12 Haziran seçimleri yaklaşırken sürekli partiler ve adaylarla ilgili yorumlar yaptık. Peki ya seçmen.
Aslında her ne kadar Türkiye’nin kaderini; geneli lokalleştirirsek Erzurum’un kaderini genel başkanlar belirliyor olsa da aslında kararı veren, sandık başına gidip oy kullanan kuşkusuz vatandaş olarak bizleriz. Adaylara yada partilere yüklendiğimiz ve eleştirdiğimiz kadar kendimizi de eleştirmek durumundayız.
12 Haziran seçimleri yaklaşıyor. Hangi partiye, hangi adaya ne tür kıstaslarla oy vereceğiz. Eğer Türkiye’nin gelişmiş illeri arasında yer almak istiyorsak, daha fazla hizmet almak istiyorsak yapacağımız iş aslında doğru partiye, doğru adaya oy vermekten geçiyor.

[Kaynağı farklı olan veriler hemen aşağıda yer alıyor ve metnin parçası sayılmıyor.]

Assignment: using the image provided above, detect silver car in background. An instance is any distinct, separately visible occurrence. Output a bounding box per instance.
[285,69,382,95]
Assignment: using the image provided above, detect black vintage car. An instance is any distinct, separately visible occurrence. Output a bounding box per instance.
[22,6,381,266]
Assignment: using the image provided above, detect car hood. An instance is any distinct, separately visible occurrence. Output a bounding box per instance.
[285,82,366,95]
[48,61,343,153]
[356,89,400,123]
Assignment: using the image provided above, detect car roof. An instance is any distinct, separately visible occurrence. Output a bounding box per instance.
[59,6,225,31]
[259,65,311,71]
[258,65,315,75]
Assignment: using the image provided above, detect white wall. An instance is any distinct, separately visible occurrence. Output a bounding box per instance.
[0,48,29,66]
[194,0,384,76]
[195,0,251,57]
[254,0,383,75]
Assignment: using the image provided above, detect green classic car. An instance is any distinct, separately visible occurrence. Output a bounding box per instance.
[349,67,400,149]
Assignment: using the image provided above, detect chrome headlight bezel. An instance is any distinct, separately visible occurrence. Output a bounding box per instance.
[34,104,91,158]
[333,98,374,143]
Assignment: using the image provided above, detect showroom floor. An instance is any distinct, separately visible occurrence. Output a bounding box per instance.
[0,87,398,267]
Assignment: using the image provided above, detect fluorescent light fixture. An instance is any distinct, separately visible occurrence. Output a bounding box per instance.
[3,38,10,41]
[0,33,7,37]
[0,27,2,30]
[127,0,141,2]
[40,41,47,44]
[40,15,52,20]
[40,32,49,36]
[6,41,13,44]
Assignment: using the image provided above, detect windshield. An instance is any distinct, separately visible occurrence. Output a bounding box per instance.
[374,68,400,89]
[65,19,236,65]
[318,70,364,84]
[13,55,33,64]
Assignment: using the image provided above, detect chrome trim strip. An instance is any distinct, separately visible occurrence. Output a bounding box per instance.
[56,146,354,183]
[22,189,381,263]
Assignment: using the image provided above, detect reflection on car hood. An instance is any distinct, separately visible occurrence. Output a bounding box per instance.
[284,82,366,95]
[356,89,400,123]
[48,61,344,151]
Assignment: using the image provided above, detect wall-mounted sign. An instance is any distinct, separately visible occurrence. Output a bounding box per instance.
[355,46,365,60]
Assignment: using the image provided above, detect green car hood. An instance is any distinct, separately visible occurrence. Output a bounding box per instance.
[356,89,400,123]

Körü körüne takım tutar gibi oy kullanmaktan bir adım öteye geçerek; Hangi parti genel başkanı ne söylüyor? Erzurum özelinde şimdiye kadar hangi parti ne tür hizmetler vermiş? Adayların hem Erzurum özelinde hem de ülke genelindeki meselelere yaklaşımları nasıl? Bütün soruların cevaplarını aldıktan sonra oy vermek gelişmiş toplumların yaptığı iştir.
“Ben babamdan gördüğüm partiye oy veririm başka parti bilmem. 40 yıllık partimi nasıl değiştireyim, ne yanlış yapmış olurlarsa olsunlar. Falanca adayın bende hatırı büyük ben hatırını kıramam götürüp ona oy vereceğim.
Bizim köyde ağam ne derse o olur, o kimi işaret ederse oyumuzu veririz. ” Söylemleri ve bu düşünce ekseninde verilen oylar Erzurum’a hizmet olarak geri dönmüyor. Siyasi Parti Liderlerinin konuşmaları üzerinden ülke meseleleri ve adayların sohbetlerinden de Erzurum meselelerine yaklaşımları çok iyi irdelemek şart.